Description
Describe the bug
UTILITY::Clean_name() in SOFIE_common.cxx (line 513) erases dot characters (.) from tensor names instead of replacing them with a safe character (e.g., _). This causes tensor name collisions when parsing TorchScript models whose ONNX graphs contain dotted intermediate names.
The Collision
TorchScript generates intermediate tensor names using a sequential dotted pattern:
input.1 → input0 → input1 → input2 → ...
When Clean_name() processes these:
| Original Name |
After Clean_name() |
Intended Role |
input.1 |
input1 |
Model input tensor |
input1 |
input1 |
Intermediate tensor (output of first op) |
Both map to the same C++ variable name input1, causing the generated inference code to contain duplicate declarations or silently overwrite tensor data.
Root Cause
// SOFIE_common.cxx line 513-518
std::string UTILITY::Clean_name(std::string input_tensor_name){
std::string s (input_tensor_name);
std::replace( s.begin(), s.end(), '-', '_');
s.erase(std::remove_if(s.begin(), s.end(),
[]( char const& c ) -> bool { return !std::isalnum(c) && c != '_'; } ), s.end());
return s;
}
The function replaces - → _ explicitly, but all other non-alphanumeric characters (including .) are erased rather than replaced. This is inconsistent: - gets a safe replacement while . gets deleted.
Affected Parsers
- PyTorch parser (
RModelParser_PyTorch.cxx): TorchScript ONNX graphs consistently use dotted names (input.1, x.1, etc.).
- ONNX parser (
RModelParser_ONNX.cxx): Some ONNX models from external tools also use dotted tensor names.
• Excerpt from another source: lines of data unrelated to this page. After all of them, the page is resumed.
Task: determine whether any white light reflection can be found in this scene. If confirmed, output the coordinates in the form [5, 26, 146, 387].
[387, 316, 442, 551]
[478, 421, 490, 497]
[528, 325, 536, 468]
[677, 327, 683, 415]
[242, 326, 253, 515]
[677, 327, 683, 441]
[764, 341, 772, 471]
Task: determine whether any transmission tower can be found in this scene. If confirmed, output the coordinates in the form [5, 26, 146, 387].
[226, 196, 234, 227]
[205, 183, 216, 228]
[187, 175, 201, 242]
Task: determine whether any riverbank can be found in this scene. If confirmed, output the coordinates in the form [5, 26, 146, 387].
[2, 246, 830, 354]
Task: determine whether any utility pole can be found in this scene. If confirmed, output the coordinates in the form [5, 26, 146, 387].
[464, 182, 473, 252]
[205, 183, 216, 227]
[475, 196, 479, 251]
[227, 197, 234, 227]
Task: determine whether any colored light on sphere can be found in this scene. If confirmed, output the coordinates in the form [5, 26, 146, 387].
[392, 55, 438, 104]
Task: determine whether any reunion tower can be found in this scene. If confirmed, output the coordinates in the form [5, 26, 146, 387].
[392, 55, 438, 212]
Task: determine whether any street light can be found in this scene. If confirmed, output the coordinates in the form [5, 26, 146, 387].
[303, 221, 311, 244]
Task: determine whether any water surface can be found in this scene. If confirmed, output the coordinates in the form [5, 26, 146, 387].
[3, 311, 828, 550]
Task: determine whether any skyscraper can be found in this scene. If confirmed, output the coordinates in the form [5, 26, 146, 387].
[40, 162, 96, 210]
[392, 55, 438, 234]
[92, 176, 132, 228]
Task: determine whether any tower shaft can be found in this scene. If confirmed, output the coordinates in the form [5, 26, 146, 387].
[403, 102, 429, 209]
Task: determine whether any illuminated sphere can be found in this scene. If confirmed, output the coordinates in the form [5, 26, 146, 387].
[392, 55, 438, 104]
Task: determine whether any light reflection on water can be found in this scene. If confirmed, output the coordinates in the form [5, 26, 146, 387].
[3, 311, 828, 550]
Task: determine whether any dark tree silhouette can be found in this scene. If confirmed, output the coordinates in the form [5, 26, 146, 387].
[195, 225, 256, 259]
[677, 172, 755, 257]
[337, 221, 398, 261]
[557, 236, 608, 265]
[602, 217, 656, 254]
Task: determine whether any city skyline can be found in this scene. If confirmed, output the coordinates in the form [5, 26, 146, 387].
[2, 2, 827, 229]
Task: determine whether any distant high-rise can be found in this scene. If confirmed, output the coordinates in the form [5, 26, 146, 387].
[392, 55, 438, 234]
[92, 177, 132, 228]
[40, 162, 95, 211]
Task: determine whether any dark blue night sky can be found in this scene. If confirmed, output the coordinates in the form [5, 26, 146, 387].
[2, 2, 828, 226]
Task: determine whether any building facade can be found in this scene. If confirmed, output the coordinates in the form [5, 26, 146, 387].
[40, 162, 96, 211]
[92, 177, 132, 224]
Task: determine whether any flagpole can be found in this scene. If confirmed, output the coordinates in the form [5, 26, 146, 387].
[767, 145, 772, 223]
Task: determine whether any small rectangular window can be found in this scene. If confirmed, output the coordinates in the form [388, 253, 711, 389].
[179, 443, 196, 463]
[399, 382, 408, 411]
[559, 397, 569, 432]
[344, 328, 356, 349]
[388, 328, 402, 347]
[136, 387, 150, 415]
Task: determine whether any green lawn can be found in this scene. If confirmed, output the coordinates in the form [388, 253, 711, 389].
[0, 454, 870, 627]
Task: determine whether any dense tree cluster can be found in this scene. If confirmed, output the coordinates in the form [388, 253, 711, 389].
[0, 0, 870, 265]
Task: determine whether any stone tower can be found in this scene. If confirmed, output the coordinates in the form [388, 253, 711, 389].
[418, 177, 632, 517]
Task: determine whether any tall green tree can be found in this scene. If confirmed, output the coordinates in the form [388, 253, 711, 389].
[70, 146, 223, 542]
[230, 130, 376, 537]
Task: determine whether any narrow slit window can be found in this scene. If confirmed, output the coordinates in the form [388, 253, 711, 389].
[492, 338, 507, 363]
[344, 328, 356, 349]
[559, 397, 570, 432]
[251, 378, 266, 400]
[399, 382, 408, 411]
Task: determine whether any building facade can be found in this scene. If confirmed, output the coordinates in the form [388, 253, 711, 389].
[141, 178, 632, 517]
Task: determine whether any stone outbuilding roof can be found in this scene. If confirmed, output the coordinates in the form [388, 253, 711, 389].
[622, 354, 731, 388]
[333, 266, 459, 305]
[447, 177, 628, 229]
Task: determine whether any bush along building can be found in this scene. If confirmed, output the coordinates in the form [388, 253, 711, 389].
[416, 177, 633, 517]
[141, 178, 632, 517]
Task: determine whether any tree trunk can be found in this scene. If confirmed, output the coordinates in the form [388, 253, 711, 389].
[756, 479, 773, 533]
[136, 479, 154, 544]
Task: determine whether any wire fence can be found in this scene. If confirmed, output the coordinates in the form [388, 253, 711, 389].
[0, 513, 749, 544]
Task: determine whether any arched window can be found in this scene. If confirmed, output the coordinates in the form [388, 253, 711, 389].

- Keras parser: Not directly affected (Keras uses
_ in names natively).
Why Existing Tests Pass
The existing PyTorch parser tests (SEQUENTIAL_MODEL, MODULE_MODEL, CONVOLUTION_MODEL) pass by coincidence. TorchScript happens to generate non-colliding name sequences for those specific architectures. Models using operators like Tanh, Softmax, or BatchNormalization trigger the collision because TorchScript assigns sequential dotted names without gaps.
Proposed Fix
Replace dots with underscores before erasing, consistent with the existing - → _ treatment:
std::string UTILITY::Clean_name(std::string input_tensor_name){
std::string s (input_tensor_name);
std::replace( s.begin(), s.end(), '-', '_');
std::replace( s.begin(), s.end(), '.', '_'); // <-- add this line
s.erase(std::remove_if(s.begin(), s.end(),
[]( char const& c ) -> bool { return !std::isalnum(c) && c != '_'; } ), s.end());
return s;
}
This makes input.1 → input_1 (distinct from input1), eliminating the collision.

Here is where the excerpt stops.